“I’m glad you’ve told me this much, Mrs. Peters. I confess I don’t know what has become of Chick. But I soon will. He has good reason for being away, no doubt.”
He nodded a dismissal, and Mrs. Peters disappeared. Patsy did not ask any more questions for the present. He busied himself with breakfast. At the end of the meal Nick Carter asked him if he could take him direct to the Sun Jin laundry.
“I can do that, chief,” replied Patsy. “But we’ll find the chinks there pretty suspicious. How are we going to get in?”
“We’ll see when we get there,” replied Nick Carter quietly.
“I don’t say you can’t get into the laundry,” went on Patsy. “We’ll find one or two chinks in there, ironing and washing, as they always are. But you know that what you see in the shop of a chink laundry doesn’t tell you what is going on behind or upstairs.”
Nick Carter only nodded and smiled. He did not depend on Patsy, or anybody else, to make him understand the ways of Chinamen in New York.
“Call up Danny Maloney, and tell him to bring the small car—the new one. I don’t think there are many persons in New York know I have that one. I have never had it out yet.”

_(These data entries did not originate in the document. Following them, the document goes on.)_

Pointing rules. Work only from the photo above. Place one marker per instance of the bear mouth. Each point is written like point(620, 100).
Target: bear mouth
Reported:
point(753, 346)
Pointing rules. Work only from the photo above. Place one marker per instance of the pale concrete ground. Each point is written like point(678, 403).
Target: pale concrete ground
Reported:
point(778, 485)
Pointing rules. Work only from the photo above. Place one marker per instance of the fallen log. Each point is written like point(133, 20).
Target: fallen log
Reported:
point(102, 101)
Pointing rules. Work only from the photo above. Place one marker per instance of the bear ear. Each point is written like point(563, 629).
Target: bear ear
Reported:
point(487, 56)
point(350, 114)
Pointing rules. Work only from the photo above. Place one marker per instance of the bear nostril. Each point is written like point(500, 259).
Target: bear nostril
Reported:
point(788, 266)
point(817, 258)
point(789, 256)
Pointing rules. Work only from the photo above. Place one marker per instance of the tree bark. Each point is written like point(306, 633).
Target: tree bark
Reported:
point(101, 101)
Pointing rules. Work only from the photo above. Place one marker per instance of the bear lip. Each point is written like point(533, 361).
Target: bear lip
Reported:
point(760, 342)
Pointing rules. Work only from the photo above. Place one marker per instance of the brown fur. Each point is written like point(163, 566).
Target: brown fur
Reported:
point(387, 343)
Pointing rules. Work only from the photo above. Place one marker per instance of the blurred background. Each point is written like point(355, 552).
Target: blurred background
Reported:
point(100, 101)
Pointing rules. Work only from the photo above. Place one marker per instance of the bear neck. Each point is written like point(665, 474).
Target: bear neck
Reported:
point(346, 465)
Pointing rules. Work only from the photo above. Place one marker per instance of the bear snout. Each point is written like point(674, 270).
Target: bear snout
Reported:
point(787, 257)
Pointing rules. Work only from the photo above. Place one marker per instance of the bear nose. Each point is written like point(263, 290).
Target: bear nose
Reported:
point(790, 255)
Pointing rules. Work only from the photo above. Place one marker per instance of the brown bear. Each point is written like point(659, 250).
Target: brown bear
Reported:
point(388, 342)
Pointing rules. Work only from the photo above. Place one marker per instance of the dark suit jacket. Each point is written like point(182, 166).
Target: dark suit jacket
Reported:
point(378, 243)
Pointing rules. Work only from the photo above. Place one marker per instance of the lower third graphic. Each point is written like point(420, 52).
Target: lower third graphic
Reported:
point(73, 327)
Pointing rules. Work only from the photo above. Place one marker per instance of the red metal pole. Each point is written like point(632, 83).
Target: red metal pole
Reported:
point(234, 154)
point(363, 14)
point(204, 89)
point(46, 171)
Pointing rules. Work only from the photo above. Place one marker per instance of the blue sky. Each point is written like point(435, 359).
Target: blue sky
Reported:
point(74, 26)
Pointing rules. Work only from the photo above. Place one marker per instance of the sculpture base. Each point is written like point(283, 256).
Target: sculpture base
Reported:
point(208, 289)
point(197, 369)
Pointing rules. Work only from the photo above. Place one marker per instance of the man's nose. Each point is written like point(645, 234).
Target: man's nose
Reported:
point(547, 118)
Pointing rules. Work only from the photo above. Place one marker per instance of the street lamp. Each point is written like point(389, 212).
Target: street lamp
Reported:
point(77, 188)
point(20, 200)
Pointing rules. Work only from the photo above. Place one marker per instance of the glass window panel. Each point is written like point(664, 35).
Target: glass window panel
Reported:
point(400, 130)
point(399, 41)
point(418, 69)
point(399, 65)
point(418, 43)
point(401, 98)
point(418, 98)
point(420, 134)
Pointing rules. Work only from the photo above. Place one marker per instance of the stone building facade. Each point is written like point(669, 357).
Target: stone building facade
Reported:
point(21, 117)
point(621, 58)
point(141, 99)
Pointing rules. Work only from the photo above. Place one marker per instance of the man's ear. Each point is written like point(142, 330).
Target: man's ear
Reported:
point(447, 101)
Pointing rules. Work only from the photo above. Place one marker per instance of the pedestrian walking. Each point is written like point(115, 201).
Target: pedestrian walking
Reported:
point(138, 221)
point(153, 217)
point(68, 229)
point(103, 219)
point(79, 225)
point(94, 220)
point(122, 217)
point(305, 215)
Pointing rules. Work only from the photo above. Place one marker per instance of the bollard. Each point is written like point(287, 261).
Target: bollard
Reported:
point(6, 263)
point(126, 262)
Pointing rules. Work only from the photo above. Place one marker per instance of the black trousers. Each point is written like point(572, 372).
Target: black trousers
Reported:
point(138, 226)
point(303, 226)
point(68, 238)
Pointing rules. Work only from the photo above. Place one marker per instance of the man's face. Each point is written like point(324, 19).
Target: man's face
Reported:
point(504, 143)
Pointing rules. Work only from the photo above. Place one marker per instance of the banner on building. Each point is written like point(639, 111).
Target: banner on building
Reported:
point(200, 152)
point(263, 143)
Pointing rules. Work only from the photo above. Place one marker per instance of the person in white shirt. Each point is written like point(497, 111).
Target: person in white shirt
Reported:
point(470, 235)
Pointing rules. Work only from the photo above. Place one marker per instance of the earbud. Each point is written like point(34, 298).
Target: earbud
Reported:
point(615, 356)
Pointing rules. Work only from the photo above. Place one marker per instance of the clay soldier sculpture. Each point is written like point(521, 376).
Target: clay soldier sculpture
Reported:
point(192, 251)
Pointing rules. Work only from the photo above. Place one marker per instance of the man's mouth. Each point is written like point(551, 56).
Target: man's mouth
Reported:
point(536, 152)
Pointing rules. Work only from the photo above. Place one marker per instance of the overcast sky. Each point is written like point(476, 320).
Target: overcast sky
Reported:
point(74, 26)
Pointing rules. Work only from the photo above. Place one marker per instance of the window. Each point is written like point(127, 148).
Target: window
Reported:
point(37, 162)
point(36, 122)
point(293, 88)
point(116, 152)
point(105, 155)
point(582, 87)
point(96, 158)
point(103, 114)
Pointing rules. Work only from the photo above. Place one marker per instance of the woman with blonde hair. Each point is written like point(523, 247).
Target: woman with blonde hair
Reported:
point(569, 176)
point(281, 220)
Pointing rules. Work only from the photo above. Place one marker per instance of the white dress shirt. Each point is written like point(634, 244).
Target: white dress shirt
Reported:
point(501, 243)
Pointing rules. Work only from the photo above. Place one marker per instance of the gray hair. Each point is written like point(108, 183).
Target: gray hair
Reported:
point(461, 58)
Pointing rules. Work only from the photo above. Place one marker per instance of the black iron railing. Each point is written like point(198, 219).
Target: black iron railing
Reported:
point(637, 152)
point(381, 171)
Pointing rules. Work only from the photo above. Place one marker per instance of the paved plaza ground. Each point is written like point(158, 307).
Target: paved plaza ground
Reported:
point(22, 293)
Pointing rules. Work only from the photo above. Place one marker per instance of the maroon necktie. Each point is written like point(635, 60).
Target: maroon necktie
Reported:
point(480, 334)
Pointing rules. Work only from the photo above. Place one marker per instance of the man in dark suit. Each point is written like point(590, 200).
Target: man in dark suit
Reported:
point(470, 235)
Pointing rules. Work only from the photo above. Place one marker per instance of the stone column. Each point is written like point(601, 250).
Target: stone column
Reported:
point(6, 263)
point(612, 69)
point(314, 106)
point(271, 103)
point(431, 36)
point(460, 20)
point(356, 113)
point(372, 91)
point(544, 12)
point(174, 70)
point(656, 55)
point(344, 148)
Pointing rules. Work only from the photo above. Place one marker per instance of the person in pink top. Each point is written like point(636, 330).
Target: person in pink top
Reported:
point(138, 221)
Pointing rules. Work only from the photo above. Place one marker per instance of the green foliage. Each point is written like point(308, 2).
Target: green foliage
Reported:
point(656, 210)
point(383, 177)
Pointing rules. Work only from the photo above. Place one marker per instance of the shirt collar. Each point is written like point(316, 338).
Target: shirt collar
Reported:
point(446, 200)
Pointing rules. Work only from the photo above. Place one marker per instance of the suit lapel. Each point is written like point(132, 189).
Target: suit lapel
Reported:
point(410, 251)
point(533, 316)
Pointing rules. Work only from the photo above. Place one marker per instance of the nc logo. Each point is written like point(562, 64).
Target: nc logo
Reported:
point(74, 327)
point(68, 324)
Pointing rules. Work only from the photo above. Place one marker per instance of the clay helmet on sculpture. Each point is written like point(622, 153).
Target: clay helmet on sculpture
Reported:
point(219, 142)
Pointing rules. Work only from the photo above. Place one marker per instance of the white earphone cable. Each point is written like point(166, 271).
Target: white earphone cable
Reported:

In ten minutes’ time, Nick Carter and Patsy were sliding smoothly uptown in the new car which the detective had bought for daylight use—mainly because his other motor cars—and particularly the big sixty-horsepower machine—were too familiar to the gaze of certain New Yorkers who feared him.[Pg 32]
Leaving the car at a little distance, Nick and Patsy walked along the side street on which Sun Jin’s laundry was situated, and stepped inside. The detective produced a shirt and collar which he said he wanted laundered, and accepted the check from the moon-faced man at the ironing board without any comment.
During the transaction, another Chinaman continued to iron at a board at the back of the hot little room without turning his face toward the customers. He seemed to be completely absorbed in his work, and to feel no interest in anything else. Certainly, he showed no curiosity.